Dive Brief:
- Charter Foods, a Tennessee-based Taco Bell franchisee, is being sued in Wood County, West Virginia, for allowing a registered sex offender working as a shift supervisor to allegedly sexually harass and inappropriately touch teenage employees, according to two lawsuits filed in February.
- Charter Foods employed Bo Gehling, who was convicted on two counts of sexual assault against teenage girls in 2011, as a shift supervisor beginning in 2019. According to the suits, Charter didn’t conduct a background check on Gehling or look him up in the state’s sex offender registry.
- A similar 2023 suit against a McDonald’s operator, which allowed a convicted sex offender to work with a teenage girl he harassed and raped, has drawn attention to joint-employer issues at restaurants. The suits against Charter Foods don’t name Yum Foods as a defendant, however.
Dive Insight:
The lawsuits detail a pattern of alleged failures to respond to employee complaints of sexual harassment. The restaurant industry is a hotbed for such workplace violations, despite corporate rollouts of anti-harassment training and other employee safety measures.

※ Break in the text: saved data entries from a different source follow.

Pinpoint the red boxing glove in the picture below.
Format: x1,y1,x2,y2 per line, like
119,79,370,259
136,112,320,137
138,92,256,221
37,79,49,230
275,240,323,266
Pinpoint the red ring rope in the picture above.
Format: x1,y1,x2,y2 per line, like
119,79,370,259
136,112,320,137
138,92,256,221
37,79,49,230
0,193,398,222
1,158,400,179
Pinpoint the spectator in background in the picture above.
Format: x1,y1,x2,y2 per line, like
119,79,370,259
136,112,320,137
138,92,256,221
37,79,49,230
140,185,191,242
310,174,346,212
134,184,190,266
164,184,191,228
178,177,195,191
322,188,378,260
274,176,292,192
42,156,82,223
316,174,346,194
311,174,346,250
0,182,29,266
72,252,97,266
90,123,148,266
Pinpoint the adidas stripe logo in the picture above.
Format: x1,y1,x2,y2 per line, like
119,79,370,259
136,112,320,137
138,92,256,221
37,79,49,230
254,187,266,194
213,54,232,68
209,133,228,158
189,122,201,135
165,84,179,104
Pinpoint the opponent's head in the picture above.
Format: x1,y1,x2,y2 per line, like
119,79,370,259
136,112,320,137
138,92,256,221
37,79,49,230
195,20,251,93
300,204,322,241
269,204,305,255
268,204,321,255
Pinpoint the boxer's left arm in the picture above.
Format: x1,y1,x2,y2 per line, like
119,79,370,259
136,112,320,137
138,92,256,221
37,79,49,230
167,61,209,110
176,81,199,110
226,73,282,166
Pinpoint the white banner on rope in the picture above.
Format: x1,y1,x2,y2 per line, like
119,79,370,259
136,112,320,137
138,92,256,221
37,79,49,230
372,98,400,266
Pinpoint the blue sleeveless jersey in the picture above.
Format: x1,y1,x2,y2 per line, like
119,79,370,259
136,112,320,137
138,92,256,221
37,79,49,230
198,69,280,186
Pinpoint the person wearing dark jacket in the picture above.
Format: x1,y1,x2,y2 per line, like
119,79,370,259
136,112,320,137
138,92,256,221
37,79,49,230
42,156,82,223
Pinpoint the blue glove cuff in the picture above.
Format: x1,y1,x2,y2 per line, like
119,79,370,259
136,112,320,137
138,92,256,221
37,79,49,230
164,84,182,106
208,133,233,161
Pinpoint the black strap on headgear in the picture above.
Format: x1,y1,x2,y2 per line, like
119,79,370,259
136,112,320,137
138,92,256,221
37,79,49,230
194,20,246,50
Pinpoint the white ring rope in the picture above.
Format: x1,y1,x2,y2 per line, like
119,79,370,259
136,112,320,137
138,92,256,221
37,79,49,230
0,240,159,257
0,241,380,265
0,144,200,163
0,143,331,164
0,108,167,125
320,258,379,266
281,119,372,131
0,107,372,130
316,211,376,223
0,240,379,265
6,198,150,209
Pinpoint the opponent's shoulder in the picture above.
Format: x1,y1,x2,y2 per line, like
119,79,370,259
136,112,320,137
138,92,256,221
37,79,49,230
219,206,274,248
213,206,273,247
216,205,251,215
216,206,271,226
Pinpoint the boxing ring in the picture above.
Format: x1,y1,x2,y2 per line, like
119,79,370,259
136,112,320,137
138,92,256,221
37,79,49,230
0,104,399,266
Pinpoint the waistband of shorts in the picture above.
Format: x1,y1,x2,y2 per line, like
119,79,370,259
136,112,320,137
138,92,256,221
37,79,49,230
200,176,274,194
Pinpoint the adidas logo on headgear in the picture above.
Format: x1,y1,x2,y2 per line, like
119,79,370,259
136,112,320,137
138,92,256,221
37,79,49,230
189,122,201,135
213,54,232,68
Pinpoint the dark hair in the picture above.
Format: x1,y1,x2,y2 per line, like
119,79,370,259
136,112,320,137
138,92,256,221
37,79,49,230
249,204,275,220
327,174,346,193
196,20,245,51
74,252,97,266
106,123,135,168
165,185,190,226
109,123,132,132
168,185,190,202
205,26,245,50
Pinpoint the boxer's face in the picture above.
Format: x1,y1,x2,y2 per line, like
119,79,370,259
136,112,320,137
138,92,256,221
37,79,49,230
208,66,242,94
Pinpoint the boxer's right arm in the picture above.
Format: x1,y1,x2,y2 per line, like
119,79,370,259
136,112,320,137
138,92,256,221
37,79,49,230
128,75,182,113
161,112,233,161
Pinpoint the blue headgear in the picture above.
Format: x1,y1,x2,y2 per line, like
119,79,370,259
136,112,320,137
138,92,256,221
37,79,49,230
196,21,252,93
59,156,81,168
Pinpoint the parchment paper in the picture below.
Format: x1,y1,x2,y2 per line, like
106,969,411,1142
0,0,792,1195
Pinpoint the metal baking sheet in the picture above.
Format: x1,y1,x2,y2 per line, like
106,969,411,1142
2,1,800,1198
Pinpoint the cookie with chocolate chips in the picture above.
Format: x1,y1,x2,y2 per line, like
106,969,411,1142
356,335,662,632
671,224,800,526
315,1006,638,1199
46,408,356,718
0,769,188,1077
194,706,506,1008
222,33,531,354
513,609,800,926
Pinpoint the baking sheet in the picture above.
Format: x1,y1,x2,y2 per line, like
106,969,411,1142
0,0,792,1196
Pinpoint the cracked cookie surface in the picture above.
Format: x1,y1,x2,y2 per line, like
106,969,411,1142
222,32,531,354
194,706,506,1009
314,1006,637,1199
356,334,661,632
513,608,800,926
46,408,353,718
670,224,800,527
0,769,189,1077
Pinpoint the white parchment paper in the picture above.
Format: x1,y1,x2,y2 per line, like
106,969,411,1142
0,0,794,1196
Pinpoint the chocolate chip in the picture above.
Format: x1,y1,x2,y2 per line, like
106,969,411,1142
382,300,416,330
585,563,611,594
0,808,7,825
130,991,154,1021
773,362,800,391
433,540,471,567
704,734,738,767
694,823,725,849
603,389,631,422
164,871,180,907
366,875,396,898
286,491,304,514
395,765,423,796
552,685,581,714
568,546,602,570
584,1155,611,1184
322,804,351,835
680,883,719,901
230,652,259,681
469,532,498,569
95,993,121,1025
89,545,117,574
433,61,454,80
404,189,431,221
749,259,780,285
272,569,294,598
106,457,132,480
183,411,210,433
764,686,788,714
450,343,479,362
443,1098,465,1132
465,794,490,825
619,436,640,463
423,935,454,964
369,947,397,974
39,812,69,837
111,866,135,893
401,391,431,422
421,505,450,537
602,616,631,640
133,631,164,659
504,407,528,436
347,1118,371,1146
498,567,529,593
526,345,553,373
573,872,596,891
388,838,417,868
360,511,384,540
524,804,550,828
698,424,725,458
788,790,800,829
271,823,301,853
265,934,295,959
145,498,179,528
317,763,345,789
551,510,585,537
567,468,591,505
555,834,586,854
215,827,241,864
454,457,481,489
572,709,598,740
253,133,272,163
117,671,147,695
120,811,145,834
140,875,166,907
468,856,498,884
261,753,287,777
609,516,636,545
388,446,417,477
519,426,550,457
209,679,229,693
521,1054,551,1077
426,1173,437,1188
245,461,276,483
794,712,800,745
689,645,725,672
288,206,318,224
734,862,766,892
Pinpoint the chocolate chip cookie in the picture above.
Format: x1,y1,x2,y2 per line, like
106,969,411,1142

"The core of these lawsuits comes down to not having an effective safety system to protect employees, especially minors, from sexual harassment," Todd Bailess, the attorney for the two women, said in a press release. "Rehiring a known sex offender the day after he was released from prison and allowing him to supervise minors is reckless, jeopardizing the safety of Taco Bell's employees and customers."
According to the suits, Bo Gehling made sexual comments to one worker, Kelsey Wilson, while she was 17 years old, and “offensively touched [Wilson] in the workplace by invading her personal space, leering at
[Wilson], and brushing himself up against the backside of [Wilson].”

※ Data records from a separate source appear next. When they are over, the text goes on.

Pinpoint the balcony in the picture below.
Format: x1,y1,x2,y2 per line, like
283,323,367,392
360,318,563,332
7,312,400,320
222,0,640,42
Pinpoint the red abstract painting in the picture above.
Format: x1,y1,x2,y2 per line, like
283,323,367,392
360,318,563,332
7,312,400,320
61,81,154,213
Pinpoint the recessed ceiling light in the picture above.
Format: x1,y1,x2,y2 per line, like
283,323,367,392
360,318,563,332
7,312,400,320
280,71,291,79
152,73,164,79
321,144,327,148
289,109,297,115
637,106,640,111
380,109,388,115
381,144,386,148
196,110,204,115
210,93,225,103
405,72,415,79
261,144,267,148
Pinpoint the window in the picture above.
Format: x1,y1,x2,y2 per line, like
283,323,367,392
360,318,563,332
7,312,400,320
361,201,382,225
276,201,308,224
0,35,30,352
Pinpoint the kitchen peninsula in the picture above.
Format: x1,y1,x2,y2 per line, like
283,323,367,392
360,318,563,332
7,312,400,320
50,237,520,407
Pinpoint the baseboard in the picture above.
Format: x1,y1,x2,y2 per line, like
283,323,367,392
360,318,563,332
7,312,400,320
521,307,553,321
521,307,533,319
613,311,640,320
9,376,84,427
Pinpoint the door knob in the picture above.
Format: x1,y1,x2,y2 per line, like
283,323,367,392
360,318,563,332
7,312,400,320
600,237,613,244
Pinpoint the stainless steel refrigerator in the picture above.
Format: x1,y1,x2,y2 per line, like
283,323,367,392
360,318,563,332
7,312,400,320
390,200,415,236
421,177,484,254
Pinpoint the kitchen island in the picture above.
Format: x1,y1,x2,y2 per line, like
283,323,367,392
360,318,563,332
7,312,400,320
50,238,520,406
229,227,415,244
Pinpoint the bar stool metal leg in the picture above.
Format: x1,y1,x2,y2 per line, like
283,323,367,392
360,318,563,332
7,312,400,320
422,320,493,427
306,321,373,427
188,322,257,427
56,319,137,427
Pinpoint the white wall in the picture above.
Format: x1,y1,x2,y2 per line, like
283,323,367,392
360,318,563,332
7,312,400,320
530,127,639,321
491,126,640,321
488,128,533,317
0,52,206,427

Wilson reported her mistreatment to managers, but manager Amber Hall “scoffed at [Wilson] and acknowledged she was aware that Defendant Gehling was a registered sex offender.”
Wilson said Gehling continued to harass her after that. She eventually quit.

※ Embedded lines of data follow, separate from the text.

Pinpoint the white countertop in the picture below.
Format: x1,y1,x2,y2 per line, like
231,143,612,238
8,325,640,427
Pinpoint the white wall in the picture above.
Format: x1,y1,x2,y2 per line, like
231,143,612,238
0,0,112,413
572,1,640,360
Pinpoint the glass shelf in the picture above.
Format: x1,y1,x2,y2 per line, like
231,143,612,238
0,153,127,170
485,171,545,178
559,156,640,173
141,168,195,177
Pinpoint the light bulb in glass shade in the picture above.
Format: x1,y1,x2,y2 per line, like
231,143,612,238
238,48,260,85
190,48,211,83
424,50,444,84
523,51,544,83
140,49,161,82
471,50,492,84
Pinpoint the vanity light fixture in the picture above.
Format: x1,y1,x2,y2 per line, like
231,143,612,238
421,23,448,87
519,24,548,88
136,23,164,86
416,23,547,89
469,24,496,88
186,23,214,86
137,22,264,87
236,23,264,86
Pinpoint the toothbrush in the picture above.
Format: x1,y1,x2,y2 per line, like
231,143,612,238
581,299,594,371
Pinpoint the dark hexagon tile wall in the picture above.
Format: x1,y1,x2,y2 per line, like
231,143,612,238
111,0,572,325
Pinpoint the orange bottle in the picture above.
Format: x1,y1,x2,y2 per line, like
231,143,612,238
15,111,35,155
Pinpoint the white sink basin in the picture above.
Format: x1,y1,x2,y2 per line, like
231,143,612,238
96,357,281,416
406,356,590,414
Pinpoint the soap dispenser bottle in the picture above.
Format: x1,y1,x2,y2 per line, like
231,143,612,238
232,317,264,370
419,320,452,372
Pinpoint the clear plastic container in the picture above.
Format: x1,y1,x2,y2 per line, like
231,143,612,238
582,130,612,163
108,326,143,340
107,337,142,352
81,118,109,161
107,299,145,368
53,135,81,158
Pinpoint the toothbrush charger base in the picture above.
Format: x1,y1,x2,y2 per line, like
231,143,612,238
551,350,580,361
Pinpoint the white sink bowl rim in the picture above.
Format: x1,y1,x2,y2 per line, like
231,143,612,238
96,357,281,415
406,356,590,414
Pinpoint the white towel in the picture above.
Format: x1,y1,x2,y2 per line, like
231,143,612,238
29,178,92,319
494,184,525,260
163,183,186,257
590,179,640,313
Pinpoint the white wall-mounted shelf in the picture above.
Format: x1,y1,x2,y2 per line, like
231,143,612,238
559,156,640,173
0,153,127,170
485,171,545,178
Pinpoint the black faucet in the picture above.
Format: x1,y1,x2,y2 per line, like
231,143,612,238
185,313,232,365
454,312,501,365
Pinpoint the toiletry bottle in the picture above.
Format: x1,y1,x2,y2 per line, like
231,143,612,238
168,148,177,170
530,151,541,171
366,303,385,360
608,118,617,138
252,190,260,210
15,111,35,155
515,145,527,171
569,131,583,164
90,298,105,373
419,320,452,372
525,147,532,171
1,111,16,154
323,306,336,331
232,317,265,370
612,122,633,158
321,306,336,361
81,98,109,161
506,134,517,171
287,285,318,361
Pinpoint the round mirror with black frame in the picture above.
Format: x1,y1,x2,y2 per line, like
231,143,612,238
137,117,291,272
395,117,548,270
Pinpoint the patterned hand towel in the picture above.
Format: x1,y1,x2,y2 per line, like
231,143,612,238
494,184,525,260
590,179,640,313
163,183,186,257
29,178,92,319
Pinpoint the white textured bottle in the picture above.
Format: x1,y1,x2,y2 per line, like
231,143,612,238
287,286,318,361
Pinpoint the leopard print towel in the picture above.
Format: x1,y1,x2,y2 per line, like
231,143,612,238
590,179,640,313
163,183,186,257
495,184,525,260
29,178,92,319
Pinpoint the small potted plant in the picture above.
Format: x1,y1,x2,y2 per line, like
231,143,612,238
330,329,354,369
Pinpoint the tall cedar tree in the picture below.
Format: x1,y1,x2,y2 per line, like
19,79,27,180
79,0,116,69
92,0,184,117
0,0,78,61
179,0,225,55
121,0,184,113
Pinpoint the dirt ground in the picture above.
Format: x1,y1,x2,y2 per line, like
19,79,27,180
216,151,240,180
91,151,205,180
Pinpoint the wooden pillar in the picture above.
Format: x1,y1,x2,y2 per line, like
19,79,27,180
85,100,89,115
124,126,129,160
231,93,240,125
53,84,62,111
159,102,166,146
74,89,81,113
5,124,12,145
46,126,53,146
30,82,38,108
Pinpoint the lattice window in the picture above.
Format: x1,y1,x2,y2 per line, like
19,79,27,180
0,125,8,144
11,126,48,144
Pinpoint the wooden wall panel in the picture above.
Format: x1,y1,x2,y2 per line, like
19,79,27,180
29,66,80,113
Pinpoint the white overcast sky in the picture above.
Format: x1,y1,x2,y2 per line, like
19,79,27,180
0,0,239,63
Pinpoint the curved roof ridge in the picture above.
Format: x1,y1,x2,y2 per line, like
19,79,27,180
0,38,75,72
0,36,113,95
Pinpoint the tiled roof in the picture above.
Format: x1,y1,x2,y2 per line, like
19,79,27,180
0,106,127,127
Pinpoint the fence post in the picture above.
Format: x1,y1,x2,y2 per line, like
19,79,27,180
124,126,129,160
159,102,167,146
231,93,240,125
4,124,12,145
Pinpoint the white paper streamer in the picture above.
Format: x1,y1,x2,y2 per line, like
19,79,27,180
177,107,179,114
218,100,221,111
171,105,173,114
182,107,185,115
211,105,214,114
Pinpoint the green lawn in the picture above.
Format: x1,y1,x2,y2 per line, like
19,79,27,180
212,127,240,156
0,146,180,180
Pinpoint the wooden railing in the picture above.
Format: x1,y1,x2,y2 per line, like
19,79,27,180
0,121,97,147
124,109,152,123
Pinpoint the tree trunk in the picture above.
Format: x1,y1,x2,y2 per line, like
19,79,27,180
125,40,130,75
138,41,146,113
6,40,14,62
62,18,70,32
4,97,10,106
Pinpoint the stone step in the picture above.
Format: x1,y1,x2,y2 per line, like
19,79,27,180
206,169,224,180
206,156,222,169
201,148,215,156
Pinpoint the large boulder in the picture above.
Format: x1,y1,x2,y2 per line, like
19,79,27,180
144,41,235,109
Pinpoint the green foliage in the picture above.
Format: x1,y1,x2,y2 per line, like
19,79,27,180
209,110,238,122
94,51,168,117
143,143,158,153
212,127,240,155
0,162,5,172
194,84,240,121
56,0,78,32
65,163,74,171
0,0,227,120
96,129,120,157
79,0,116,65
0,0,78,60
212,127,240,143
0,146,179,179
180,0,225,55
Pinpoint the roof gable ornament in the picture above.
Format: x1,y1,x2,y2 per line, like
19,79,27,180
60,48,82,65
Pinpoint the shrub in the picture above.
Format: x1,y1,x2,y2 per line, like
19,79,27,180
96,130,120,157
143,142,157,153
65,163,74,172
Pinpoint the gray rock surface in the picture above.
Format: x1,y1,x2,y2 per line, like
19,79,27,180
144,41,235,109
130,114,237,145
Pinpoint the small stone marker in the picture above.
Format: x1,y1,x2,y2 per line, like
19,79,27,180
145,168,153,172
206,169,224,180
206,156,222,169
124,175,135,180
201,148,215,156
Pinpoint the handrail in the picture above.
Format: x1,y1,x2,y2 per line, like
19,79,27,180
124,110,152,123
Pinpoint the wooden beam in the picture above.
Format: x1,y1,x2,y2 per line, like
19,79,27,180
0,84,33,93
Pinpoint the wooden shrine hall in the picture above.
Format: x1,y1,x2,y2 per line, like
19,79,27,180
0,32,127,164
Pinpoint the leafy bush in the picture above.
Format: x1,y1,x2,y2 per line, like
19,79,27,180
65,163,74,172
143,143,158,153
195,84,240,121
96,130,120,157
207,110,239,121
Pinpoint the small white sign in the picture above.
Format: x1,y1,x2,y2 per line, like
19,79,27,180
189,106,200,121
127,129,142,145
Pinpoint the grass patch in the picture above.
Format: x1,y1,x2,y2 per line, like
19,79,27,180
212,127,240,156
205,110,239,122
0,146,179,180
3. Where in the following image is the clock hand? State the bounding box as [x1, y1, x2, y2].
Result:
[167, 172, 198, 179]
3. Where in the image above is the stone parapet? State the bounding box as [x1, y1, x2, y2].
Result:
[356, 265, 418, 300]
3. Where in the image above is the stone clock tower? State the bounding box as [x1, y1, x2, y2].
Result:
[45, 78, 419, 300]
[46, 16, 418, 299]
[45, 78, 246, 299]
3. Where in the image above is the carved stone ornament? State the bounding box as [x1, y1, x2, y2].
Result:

Madison Jones, the other plaintiff, worked with Gehling in 2020 while Jones was in high school, and again in 2021 and 2022 after Gehling served about a year in prison for parole violations. In 2022, Jones states, Gehling made sexually inappropriate comments about her body. She reported those comments, but management continued to schedule her to work alongside Gehling, the suit alleges, before Gehling was eventually terminated in mid-June 2022.
Wilson and Jones are both seeking damages from Charter, Gehling, Hall and another manager, Steve France, under the West Virginia Human Rights Act.
According to the LinkedIn page for Charter Foods, the franchisee operates restaurants from a variety of brands in 13 states. The company said it was not interesting in commenting for this story. Yum Brands did not immediately respond to a request for comment.